Metabolism includes the physical and chemical processes that create and use energy in the body. A function of metabolism is the breaking down of food and the transformation thereof so that it can be utilised by the body.

Metabolic rate is a measure of how fast these physical and chemical processes occur, and can be affected by genetic and lifestyle factors, as well as body composition – specifically the fat-to-muscle ratio. The more muscle you have, the more calories are used to maintain that muscle. So, those with more muscle mass generally have a faster metabolic rate.

The daily energy intake for men is 2 500 kCal, while that of women is 2 000 kCal.

The amount of calories you consume each day needs to be adjusted, depending on your lifestyle and goals.

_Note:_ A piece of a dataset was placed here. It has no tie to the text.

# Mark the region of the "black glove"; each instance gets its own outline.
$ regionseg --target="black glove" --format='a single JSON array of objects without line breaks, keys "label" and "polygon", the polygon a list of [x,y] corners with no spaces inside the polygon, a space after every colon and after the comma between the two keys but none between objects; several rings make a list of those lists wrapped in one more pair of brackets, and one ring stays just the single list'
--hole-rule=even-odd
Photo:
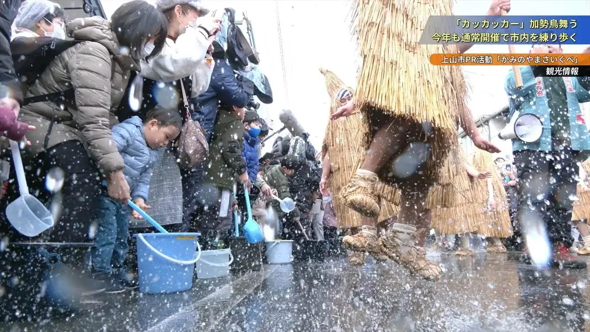
[{"label": "black glove", "polygon": [[235,78],[238,82],[242,83],[242,89],[244,89],[244,91],[246,93],[248,93],[250,96],[254,95],[254,82],[239,74],[236,76]]}]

Those who are highly active tend to need to eat more; those who are trying to lose or gain weight should adjust their energy intake accordingly. 


Complex carbohydrates are a good source of sustained energy. Combined with protein, they maintain energy levels throughout the day and help keep you feeling full for longer.

If you know you’re going to have a late lunch, or won’t be able to eat at your regular intervals, include protein in your meals for sustained energy.

Skipping breakfast does not help you lose weight; on the contrary, it causes a sluggish metabolism that leads to cravings for sugary, unhealthy foods mid-morning – leading to weight gain.